We should not forget that there is a long and complicated history of the relationship between Russia and Ukraine. Consider just the 20th century. In the early 1930s, the USSR deliberately created a famine in Ukraine that killed millions of people. So it’s no surprise that many Ukrainians supported Hitler’s attack on Russia. But, on the other hand, there is nothing that is forgivable in the participation by the Ukrainian militia members during the war in the wide-scale murdering of Jewish men, women and children by roving SS killing squads. Both sides had much to atone for.

So why did Putin attack Ukraine now?

It is my personal belief that the timing of Putin’s attack on Ukraine was determined before Biden won the election. Putin thought Trump would win re-election and would be in firm control of the U.S. government and military by now. At best, NATO would be without strong U.S. leadership and in disarray because no Western country trusted Trump. So Putin thought he would have a free hand in Ukraine.

Today, Trump and followers like Tucker Carlson support Putin’s territorial ambitions. As it is, Biden won the election, and Putin decided to go ahead with his plans anyway because there was no guarantee that waiting longer would be helpful to him. And Putin’s obsession about restoring Russia to the same territorial control and status it held as the USSR has not abated. Nor has his hostility toward the West. Destabilizing Western democracies was at the heart of Soviet foreign policy, and it is no different under Putin. The ideology may be different, but the goals are similar.

Finally, we must consider the possibility of nuclear war. The direct engagement of American and/or NATO forces with the Russian army is not as simple as saying that we should come to the military aid of Ukraine. Once the shooting starts, war’s evolution is unpredictable. When there are four nuclear powers involved — the U.S., Britain, France and Russia — there is no telling what one or the other might do if they think themselves losing the war.

At what point does Nixon’s Mutually Assured Destruction — MAD — become madness? No one really knows. And that is one reason why the word “assurance” was in the Budapest Memorandum and not “guarantee.”

Of course, no one knows what Putin will do next. If successful in Ukraine (however he defines success), will he start in on the Baltic countries, which, you may recall, have significant ethnic Russian populations, a significant bone of contention when they left the USSR? All I know is that Lithuanian friends who were part of the government after Lithuania gained independence are afraid of exactly that.

So I hope that answers your question.
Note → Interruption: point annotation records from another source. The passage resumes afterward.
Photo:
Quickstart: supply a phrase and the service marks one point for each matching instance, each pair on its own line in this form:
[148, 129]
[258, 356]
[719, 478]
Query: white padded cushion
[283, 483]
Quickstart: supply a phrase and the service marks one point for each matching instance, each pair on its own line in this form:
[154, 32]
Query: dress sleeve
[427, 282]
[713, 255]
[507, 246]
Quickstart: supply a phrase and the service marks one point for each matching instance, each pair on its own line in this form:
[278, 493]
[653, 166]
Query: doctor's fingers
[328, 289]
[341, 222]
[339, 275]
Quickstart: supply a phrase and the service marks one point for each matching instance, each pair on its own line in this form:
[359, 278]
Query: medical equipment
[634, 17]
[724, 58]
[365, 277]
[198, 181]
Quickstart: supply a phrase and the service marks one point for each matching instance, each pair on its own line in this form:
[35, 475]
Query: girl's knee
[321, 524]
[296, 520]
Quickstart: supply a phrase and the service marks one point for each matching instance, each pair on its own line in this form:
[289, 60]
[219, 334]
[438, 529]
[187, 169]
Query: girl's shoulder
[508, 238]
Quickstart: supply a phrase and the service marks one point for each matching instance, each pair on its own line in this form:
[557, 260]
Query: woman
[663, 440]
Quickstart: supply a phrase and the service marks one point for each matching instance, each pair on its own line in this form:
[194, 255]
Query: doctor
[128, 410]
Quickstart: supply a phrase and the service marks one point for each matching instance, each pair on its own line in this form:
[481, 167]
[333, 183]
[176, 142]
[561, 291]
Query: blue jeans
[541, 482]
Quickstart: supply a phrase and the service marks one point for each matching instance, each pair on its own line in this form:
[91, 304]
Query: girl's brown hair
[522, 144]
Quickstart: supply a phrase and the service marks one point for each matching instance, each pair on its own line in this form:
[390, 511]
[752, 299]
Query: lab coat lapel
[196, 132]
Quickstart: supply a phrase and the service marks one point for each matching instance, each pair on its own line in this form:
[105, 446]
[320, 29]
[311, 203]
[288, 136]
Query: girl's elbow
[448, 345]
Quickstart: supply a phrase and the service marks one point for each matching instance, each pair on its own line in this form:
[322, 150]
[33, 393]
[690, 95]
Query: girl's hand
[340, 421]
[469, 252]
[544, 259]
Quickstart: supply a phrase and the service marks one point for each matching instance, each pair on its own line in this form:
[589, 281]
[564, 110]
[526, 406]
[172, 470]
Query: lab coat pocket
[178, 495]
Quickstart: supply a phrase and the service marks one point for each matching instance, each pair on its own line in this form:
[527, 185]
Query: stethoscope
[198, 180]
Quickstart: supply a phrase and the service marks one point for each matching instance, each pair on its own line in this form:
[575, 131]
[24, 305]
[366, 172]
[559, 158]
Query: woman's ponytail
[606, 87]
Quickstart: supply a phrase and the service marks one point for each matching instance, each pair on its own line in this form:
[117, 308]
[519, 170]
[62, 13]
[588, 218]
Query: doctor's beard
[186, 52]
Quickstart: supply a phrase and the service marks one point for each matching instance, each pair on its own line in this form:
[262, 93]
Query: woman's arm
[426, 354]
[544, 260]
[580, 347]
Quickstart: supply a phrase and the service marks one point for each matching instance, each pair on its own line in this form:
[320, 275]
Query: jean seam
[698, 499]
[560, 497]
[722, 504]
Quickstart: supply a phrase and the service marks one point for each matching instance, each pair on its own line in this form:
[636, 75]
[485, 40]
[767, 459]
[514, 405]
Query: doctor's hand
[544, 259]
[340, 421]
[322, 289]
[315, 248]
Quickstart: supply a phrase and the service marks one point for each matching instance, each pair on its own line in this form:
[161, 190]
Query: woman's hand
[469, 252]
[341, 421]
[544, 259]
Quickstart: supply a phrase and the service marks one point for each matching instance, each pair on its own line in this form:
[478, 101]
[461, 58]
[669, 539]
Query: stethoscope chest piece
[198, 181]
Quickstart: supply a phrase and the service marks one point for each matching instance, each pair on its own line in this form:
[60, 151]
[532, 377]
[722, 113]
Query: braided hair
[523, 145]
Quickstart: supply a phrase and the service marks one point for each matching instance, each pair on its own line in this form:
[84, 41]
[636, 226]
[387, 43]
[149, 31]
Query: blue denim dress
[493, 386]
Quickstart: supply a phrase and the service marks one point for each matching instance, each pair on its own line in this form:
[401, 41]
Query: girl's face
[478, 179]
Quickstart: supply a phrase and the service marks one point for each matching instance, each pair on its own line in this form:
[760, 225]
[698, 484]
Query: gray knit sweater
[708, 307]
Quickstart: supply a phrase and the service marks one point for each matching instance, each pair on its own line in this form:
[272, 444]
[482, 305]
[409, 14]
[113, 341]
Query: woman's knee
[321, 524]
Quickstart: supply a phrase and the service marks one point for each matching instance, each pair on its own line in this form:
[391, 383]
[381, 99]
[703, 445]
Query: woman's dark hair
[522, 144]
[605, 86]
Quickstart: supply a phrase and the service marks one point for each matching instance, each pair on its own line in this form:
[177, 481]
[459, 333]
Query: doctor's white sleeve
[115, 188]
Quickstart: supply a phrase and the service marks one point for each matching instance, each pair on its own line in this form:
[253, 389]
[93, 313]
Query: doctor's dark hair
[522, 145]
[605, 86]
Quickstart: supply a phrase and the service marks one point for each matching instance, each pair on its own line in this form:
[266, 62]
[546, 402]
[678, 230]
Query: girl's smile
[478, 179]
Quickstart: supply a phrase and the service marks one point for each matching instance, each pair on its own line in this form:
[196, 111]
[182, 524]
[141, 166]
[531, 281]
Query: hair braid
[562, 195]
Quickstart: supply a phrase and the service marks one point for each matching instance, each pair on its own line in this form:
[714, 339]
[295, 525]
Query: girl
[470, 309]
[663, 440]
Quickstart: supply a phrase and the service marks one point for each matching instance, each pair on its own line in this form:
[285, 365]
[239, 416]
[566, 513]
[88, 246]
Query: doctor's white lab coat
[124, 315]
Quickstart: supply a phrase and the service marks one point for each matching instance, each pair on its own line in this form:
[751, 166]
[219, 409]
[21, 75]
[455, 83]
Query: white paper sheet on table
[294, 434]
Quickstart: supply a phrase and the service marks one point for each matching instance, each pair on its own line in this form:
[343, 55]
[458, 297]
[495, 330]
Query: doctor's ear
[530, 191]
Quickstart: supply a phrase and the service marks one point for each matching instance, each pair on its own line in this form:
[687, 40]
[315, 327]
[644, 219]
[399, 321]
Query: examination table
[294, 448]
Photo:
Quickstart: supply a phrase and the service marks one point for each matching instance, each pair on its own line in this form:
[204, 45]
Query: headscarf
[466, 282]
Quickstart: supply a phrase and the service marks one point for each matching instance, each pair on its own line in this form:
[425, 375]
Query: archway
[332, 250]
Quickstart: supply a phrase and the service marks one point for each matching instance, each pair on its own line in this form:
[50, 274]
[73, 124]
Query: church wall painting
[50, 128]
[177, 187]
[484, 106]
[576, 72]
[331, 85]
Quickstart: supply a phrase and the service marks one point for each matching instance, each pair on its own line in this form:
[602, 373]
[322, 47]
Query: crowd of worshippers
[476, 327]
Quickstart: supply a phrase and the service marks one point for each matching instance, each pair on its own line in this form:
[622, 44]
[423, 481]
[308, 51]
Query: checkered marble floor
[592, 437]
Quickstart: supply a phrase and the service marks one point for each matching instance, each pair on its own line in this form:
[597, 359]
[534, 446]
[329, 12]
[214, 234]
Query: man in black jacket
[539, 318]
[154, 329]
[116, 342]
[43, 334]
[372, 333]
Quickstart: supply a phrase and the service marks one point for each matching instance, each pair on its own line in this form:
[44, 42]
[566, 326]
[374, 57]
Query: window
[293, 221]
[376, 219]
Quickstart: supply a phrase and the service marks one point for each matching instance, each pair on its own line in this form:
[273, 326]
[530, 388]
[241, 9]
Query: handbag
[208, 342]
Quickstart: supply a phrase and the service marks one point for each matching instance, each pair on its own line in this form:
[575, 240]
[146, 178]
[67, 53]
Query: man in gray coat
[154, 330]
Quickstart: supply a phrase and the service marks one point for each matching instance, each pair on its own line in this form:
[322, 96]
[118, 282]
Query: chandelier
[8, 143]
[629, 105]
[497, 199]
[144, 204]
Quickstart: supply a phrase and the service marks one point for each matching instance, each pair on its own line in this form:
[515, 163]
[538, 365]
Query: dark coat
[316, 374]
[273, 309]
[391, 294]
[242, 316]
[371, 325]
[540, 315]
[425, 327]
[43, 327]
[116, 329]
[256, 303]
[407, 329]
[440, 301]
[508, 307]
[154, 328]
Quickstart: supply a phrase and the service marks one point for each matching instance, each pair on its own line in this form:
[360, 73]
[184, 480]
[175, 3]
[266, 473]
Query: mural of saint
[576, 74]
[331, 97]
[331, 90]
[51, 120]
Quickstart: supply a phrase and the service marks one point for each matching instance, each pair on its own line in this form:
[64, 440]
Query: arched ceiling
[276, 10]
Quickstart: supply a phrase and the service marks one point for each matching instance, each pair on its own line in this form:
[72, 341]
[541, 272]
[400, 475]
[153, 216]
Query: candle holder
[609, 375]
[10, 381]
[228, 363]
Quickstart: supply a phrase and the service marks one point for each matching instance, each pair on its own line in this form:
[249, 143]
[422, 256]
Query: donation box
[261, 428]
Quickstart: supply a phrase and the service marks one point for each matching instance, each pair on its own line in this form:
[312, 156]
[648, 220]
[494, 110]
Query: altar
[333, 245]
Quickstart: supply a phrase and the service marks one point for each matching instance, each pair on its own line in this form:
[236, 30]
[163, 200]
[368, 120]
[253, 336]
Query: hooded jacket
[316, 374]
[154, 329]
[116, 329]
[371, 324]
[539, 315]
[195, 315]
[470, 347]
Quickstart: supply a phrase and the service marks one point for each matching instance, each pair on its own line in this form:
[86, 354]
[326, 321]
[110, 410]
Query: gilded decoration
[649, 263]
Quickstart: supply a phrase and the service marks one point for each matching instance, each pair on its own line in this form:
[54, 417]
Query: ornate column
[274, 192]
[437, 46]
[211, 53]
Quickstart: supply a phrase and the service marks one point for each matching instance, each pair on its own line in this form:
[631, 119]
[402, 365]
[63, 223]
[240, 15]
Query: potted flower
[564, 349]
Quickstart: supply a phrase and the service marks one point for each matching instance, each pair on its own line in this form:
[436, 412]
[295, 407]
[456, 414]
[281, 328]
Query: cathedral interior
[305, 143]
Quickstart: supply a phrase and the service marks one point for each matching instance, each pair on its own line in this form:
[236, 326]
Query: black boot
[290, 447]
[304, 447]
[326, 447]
I don’t imagine that it will be of any comfort to your friend. She and her country are in a terrible time no matter how things evolve. But the simple fact is that the Western countries are, in fact, doing what they said they would do. It’s not what Ukrainians would hope for, but they will have to fight for what they want without direct Western military help. And as we all know, war is not calm, rational and reasoned. It is madness itself.

Michael Saltz is an award-winning, long-time, now retired senior producer for what is now called “PBS Newshour.” He resides in Hillsdale, in Columbia County.